Welcome to my blog site

My friend Emily showed me this site recently, she is the writer of Our Lady of the Broadreach site, dedicated to her love affair with sailing, Chicago, her cats, and other life experiences. I have been feeling the urge to write about my healing process, both for my own emotional and spiritual therapy and to be of help to others going through a similar process.
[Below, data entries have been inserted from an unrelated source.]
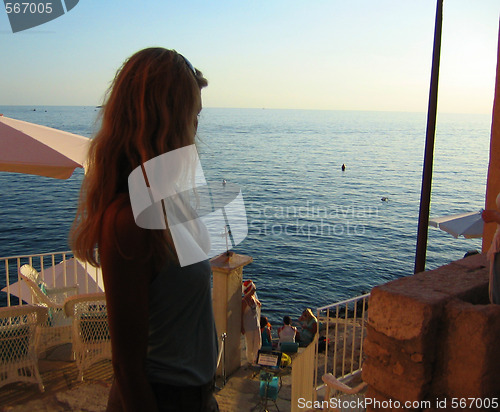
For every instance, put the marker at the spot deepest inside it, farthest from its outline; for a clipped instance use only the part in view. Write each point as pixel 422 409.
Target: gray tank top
pixel 182 345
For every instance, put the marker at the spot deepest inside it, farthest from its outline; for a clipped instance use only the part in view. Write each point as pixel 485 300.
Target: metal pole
pixel 425 194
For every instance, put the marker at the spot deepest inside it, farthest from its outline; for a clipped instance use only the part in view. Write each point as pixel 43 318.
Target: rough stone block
pixel 468 362
pixel 405 309
pixel 387 353
pixel 400 387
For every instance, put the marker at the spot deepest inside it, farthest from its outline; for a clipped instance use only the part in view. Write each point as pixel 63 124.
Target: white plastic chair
pixel 18 356
pixel 57 328
pixel 90 331
pixel 346 397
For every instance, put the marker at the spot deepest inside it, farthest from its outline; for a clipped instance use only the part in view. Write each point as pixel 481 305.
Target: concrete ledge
pixel 433 335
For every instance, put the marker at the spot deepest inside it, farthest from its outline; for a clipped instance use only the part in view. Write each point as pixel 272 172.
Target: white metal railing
pixel 344 326
pixel 68 273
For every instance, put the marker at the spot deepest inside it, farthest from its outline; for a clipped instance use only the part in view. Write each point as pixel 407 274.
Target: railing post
pixel 226 295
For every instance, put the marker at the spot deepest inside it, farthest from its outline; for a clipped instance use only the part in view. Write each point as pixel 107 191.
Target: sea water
pixel 317 234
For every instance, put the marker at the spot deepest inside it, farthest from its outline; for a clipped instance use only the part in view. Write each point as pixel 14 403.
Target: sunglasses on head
pixel 188 63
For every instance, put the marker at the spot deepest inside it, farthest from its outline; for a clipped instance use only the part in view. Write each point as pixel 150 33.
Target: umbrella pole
pixel 425 194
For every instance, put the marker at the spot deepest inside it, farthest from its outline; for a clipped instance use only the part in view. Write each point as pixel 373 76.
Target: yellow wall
pixel 493 185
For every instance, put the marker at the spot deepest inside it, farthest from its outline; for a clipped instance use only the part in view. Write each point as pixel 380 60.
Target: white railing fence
pixel 337 349
pixel 57 268
pixel 343 324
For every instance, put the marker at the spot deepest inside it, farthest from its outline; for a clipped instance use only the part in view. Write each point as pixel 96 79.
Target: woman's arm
pixel 127 273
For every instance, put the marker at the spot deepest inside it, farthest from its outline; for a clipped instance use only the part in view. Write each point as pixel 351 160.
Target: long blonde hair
pixel 151 108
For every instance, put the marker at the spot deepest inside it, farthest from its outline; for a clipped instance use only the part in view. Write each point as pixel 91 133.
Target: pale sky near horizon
pixel 316 54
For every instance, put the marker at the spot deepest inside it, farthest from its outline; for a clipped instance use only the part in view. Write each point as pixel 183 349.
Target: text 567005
pixel 28 8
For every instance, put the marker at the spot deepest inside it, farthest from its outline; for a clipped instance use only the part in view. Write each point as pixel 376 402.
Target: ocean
pixel 317 234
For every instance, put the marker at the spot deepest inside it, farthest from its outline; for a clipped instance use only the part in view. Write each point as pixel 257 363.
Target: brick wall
pixel 433 335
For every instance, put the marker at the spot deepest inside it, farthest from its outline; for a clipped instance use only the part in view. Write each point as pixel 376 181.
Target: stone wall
pixel 433 335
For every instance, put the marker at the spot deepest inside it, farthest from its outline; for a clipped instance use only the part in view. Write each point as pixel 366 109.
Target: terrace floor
pixel 64 393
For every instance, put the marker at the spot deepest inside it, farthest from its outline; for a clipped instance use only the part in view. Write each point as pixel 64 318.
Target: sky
pixel 314 54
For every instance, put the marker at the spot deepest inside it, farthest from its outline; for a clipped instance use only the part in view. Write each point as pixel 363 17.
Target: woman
pixel 160 315
pixel 287 332
pixel 309 324
pixel 265 333
pixel 250 321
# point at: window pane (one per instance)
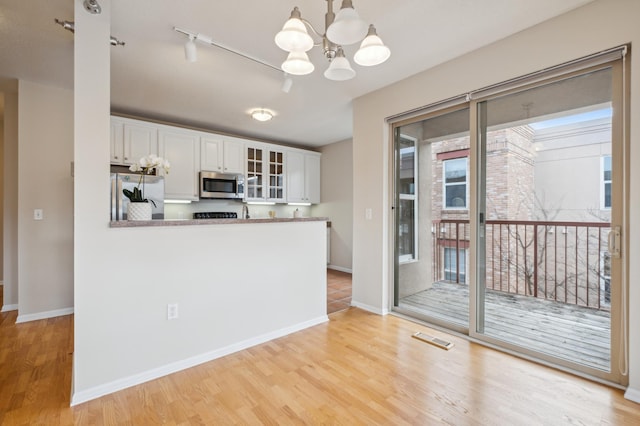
(456, 195)
(406, 230)
(455, 170)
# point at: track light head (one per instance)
(190, 50)
(92, 6)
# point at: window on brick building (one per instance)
(455, 183)
(408, 215)
(606, 182)
(455, 267)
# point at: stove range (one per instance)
(215, 215)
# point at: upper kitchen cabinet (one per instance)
(222, 154)
(303, 177)
(265, 173)
(132, 140)
(182, 148)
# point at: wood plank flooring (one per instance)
(359, 368)
(566, 331)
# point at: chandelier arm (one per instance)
(322, 36)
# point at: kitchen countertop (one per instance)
(189, 222)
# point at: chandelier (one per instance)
(341, 29)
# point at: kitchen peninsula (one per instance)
(187, 222)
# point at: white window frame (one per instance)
(412, 257)
(444, 184)
(604, 182)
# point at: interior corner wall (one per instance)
(10, 202)
(45, 247)
(336, 188)
(597, 26)
(1, 186)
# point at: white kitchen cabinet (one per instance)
(132, 140)
(181, 148)
(265, 173)
(223, 154)
(303, 177)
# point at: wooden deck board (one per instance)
(566, 331)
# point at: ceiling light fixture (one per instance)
(341, 29)
(191, 53)
(71, 26)
(92, 6)
(190, 50)
(261, 114)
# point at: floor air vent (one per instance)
(433, 340)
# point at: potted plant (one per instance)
(139, 207)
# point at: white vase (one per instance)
(139, 211)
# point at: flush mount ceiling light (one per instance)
(261, 114)
(341, 29)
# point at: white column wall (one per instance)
(235, 285)
(595, 27)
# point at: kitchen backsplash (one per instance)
(185, 211)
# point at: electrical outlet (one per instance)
(368, 213)
(172, 311)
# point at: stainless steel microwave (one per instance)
(221, 185)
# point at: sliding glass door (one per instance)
(508, 221)
(548, 181)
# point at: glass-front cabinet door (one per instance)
(255, 181)
(265, 173)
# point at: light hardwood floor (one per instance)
(359, 368)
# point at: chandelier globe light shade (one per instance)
(347, 27)
(340, 68)
(298, 63)
(372, 51)
(294, 35)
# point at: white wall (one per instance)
(595, 27)
(1, 186)
(10, 201)
(235, 285)
(337, 201)
(45, 151)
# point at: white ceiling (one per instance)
(150, 77)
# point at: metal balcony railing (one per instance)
(567, 262)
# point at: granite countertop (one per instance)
(188, 222)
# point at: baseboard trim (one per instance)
(43, 315)
(632, 395)
(155, 373)
(369, 308)
(340, 268)
(7, 308)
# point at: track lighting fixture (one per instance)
(341, 29)
(70, 26)
(92, 6)
(190, 50)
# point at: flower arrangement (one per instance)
(145, 166)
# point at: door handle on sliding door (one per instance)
(614, 242)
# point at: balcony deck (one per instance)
(567, 331)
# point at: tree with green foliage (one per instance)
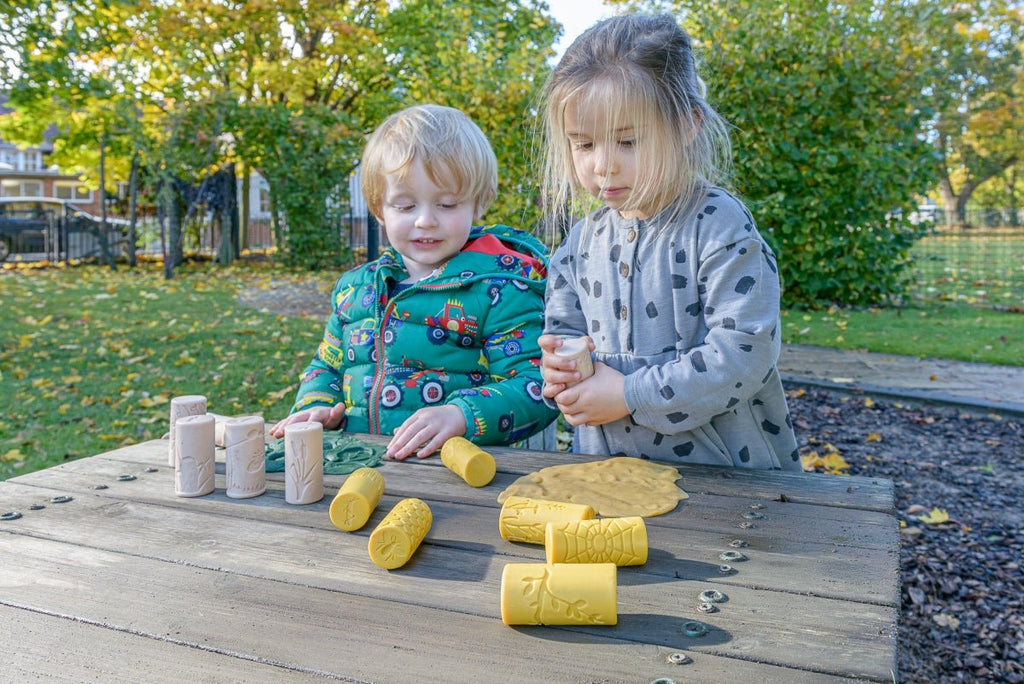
(977, 68)
(294, 85)
(827, 108)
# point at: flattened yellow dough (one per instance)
(614, 487)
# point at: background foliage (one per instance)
(845, 112)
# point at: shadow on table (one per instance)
(658, 630)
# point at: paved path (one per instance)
(997, 388)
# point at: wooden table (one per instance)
(130, 583)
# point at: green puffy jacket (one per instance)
(466, 335)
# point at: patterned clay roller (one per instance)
(559, 594)
(468, 461)
(195, 456)
(619, 541)
(524, 519)
(398, 535)
(356, 499)
(188, 404)
(245, 456)
(579, 349)
(303, 463)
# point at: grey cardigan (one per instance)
(686, 306)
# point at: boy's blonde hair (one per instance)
(454, 151)
(638, 70)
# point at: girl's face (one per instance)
(604, 157)
(426, 223)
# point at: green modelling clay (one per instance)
(342, 454)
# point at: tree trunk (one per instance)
(104, 244)
(244, 228)
(954, 204)
(133, 208)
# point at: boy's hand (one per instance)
(596, 400)
(425, 431)
(558, 372)
(331, 417)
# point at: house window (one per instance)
(10, 187)
(33, 160)
(72, 191)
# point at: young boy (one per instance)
(437, 338)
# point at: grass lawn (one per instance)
(938, 329)
(90, 357)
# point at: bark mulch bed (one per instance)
(963, 589)
(962, 617)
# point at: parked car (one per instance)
(54, 228)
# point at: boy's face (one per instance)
(427, 224)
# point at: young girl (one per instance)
(670, 280)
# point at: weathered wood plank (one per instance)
(857, 638)
(298, 628)
(64, 648)
(856, 492)
(797, 548)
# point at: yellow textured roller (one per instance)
(468, 461)
(399, 533)
(356, 499)
(524, 519)
(619, 541)
(559, 594)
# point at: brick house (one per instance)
(25, 172)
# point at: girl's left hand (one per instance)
(425, 431)
(596, 400)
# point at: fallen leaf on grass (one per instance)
(13, 455)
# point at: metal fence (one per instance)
(202, 236)
(981, 265)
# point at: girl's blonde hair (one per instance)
(454, 151)
(641, 71)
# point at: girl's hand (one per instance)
(331, 417)
(558, 372)
(425, 431)
(596, 400)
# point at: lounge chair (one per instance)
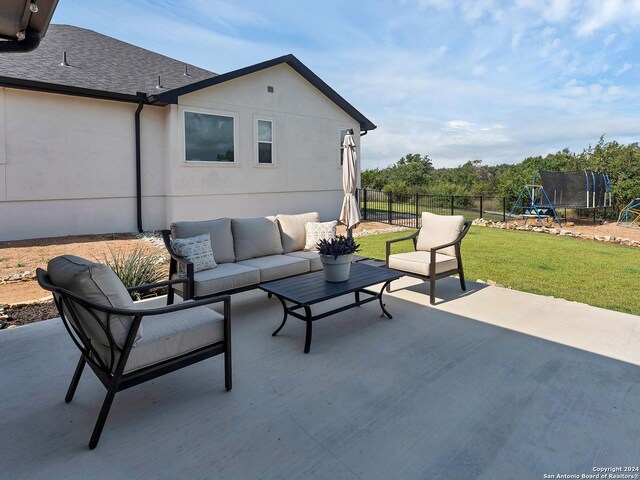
(436, 250)
(121, 348)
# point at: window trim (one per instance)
(256, 142)
(183, 132)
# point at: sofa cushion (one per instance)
(255, 237)
(195, 249)
(418, 262)
(273, 267)
(314, 259)
(292, 230)
(439, 230)
(226, 276)
(173, 334)
(219, 232)
(96, 283)
(316, 231)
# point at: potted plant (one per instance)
(336, 256)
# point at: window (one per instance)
(208, 138)
(343, 133)
(265, 142)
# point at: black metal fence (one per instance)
(406, 209)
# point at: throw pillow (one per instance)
(197, 250)
(317, 231)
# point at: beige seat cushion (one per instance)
(439, 230)
(418, 262)
(255, 237)
(226, 276)
(173, 334)
(292, 230)
(273, 267)
(314, 259)
(96, 283)
(219, 232)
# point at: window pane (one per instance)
(208, 138)
(264, 131)
(264, 153)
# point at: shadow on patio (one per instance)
(493, 384)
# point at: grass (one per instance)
(598, 274)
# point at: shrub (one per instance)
(136, 268)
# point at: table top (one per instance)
(312, 288)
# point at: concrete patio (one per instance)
(492, 384)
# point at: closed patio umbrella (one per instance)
(350, 214)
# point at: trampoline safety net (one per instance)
(582, 189)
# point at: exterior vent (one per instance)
(64, 60)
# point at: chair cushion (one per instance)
(255, 237)
(316, 231)
(172, 334)
(314, 259)
(292, 230)
(418, 262)
(226, 276)
(273, 267)
(439, 230)
(96, 283)
(219, 232)
(197, 250)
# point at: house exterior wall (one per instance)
(306, 175)
(67, 164)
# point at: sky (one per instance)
(457, 80)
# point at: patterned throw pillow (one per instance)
(317, 231)
(197, 250)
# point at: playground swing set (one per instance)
(581, 189)
(630, 215)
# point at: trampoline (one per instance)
(551, 190)
(630, 215)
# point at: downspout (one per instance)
(138, 168)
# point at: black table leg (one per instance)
(384, 310)
(309, 320)
(284, 318)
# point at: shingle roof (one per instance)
(103, 67)
(98, 62)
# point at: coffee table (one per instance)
(304, 291)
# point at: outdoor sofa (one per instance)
(246, 253)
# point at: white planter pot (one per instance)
(336, 269)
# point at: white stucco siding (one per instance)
(307, 134)
(70, 166)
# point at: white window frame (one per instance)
(206, 111)
(256, 141)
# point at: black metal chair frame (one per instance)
(432, 277)
(111, 373)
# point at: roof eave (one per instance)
(22, 84)
(172, 96)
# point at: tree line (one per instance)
(415, 173)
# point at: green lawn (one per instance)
(599, 274)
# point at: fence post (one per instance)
(364, 199)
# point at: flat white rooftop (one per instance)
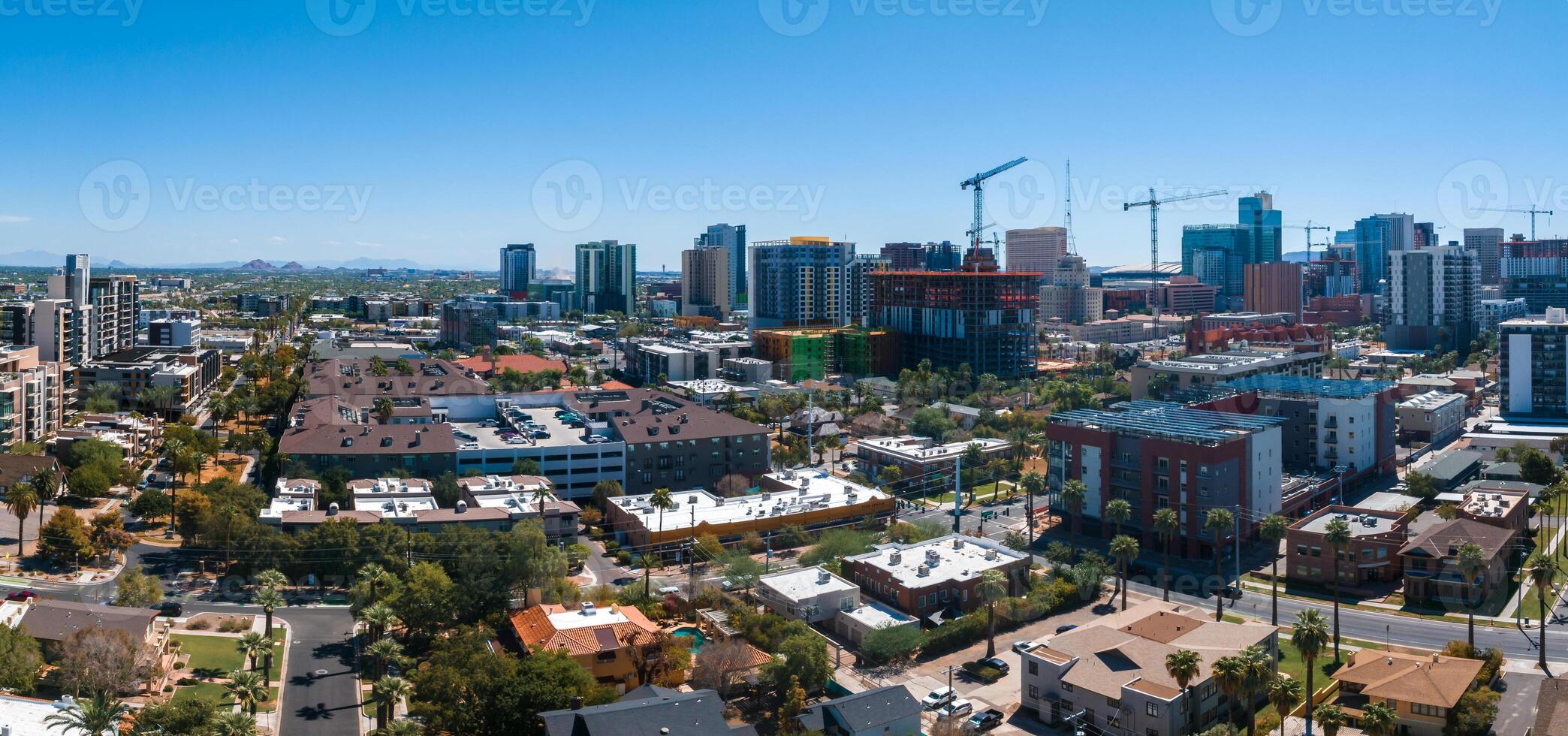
(807, 583)
(810, 492)
(952, 557)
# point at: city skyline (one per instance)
(416, 135)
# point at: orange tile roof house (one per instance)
(598, 639)
(1422, 689)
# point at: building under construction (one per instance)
(978, 316)
(817, 352)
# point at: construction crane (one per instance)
(1310, 228)
(977, 231)
(1521, 211)
(1153, 203)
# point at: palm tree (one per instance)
(1308, 638)
(1230, 674)
(234, 724)
(1338, 537)
(21, 501)
(1379, 719)
(1259, 671)
(1274, 529)
(1542, 575)
(1330, 717)
(269, 600)
(1217, 523)
(1165, 524)
(1471, 563)
(648, 563)
(92, 717)
(991, 590)
(661, 499)
(1125, 550)
(1285, 694)
(1184, 666)
(1073, 493)
(246, 689)
(386, 694)
(384, 652)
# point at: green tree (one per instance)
(991, 589)
(1274, 531)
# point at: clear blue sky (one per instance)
(449, 123)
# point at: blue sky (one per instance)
(248, 131)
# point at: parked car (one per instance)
(938, 698)
(954, 710)
(984, 721)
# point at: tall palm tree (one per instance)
(1379, 719)
(1308, 638)
(1259, 664)
(1219, 523)
(991, 590)
(1165, 524)
(1272, 531)
(1471, 563)
(1338, 537)
(246, 689)
(1542, 575)
(1285, 694)
(1073, 493)
(1230, 674)
(1330, 717)
(386, 694)
(384, 652)
(21, 501)
(96, 716)
(1125, 550)
(1184, 666)
(234, 724)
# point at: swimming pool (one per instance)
(697, 638)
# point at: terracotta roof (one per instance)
(1451, 534)
(1431, 680)
(533, 629)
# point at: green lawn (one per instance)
(219, 656)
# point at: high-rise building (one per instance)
(1266, 223)
(975, 316)
(733, 239)
(516, 270)
(706, 283)
(1487, 243)
(802, 282)
(1537, 272)
(1530, 373)
(608, 276)
(1434, 299)
(1066, 294)
(1036, 250)
(1274, 288)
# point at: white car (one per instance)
(938, 697)
(954, 710)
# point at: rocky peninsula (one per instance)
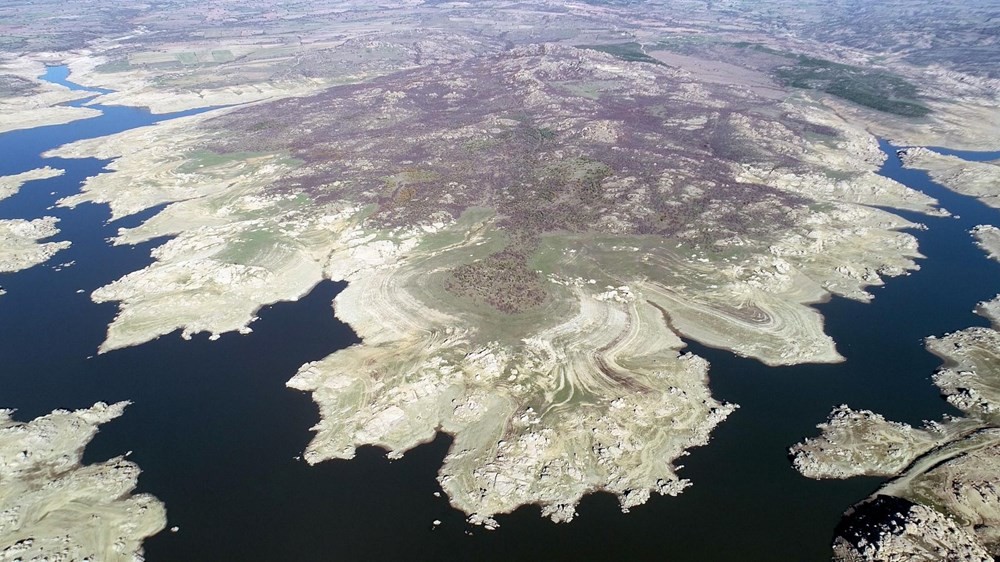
(52, 507)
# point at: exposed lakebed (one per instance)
(216, 432)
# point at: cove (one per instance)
(217, 434)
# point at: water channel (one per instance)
(217, 434)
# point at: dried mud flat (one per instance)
(527, 231)
(54, 508)
(626, 226)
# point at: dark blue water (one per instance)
(216, 432)
(970, 155)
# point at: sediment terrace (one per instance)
(524, 236)
(54, 508)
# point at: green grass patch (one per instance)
(114, 65)
(223, 55)
(631, 52)
(201, 159)
(188, 59)
(875, 89)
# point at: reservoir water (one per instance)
(216, 432)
I was diagnosed with a borderline ovarian cancer in 1996, after a tumor on my right ovary ruptured one morning. It was unknownst to me and my doctor that I had a tumor growing in me, partly from the lack of insurance 2 years prior when I began having unusual symptoms (increased weight gain, irritability, menstrual periods getting farther apart and when I did have one the menses was dark to black in color, clumpy), partly from being too busy (or too afraid) to go back to an MD. She told me I was probably peri-menopausal, at age 36.........all the while, it was a cancer developing. These tumors, granulosa cell tumors, have a tendency to torse (or twist), and, thus, mine ruptured one morning. Painful! I thought I was having bad menstrual cramps, but the pain grew, the nauseous feeling developed, and so I went to my naturopathic physician.......she palpated the right lower abdominal quadrant ONCE and I was in extreme pain!!! She was too freaked out by it all and sent me to the original MD, who again had to palpate the quadrant, but then loaded me up in my car and drove me to the ER. A tumor was found with ultrasound, and I was readied for surgery the next morning. I was also told to round up a potential gynecologic oncologist who could do more surgery if they found it to be cancerous (they wouldn't do anymore surgery, just sew me up and send me to the gyn onc). Being as I was living in Missoula, MT at the time, my sister-in-law in Portland got me set up with a female gyn onc there.

I remember waking up after the surgery, and the surgeon saying to me "it's benign!"